On the editorial floor of the Journal they found Frigyes Eppler embroiled in a shouting match with the managing editor inside the managing editor’s glassed-in office; through the windows that looked upon the newsroom, the two men could be seen carving a series of emphases into the air as they argued. Since Andras had last seen his former editor, Eppler had gone entirely bald and had adopted a pair of horn-rimmed glasses. He was round-shouldered and heavyset; his shirttails were apt to fly free of his trousers, and his tie often showed the mark of a hasty lunch. He never seemed to be able to find his hat or his keys or his cigarette case. But in his editorial work he missed no detail. Past and Future had won international awards every year Frigyes Eppler had edited it. His greatest triumph had been his placement of the young men and women who had worked for him; his efforts on Andras’s behalf were among the many generous acts he undertook to promote the careers of his writers and copy editors and graphic artists. He had shown no surprise when Andras had been offered a place at the École Spéciale. As he had told Andras then, his aim had always been to hire people who would quit for better work before he had a chance to fire them.

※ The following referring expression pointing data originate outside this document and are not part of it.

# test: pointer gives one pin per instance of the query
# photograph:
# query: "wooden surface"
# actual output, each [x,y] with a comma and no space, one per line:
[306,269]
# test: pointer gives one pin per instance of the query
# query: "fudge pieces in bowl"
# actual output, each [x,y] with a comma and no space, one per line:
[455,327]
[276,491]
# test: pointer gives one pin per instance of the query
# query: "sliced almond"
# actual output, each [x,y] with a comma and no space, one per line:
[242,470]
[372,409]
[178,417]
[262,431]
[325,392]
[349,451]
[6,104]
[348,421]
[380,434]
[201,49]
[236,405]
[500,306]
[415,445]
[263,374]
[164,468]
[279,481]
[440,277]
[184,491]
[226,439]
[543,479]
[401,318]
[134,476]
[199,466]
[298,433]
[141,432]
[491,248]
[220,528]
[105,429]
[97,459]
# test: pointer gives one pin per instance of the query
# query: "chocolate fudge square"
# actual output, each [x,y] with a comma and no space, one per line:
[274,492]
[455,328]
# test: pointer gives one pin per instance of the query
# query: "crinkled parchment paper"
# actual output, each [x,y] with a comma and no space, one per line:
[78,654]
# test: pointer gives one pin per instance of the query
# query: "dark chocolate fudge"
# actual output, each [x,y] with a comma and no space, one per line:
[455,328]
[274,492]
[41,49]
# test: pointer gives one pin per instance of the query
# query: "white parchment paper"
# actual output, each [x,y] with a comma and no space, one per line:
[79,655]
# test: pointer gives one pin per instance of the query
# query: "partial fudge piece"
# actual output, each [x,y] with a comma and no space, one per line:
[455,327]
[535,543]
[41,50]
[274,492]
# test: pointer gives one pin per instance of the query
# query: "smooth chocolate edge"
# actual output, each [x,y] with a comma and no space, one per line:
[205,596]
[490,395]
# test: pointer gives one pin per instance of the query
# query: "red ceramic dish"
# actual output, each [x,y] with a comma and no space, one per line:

Andras couldn’t make out the content of the argument with the managing editor, but it was clear that Eppler was losing. His gestures increased in size, his shouts in volume, as the altercation went on; the managing editor, though wearing a look of triumph, backed toward the door of his own office as if he meant to flee as soon as his victory was complete. At last the door flew open and the managing editor stepped onto the newsroom floor. He called an order to his secretary, trundled off down the length of the room, and escaped into the stairwell as if he were afraid Eppler might chase him. The fuming and defeated Eppler stood alone the empty office, polishing his scalp with both hands. Andras waved in greeting.

“What is it now?” Eppler said, not looking at Andras; then, recognizing him, he gave a cry and clapped his hands to his chest as if to keep his heart from falling out. “Lévi!” he shouted. “Andras Lévi! What in God’s name are you doing here?”

“I’m here to see you, Eppler-úr.”

“How long has it been now? A hundred years? A thousand? But I’d have recognized that face anywhere. What are you wasting your time at these days?”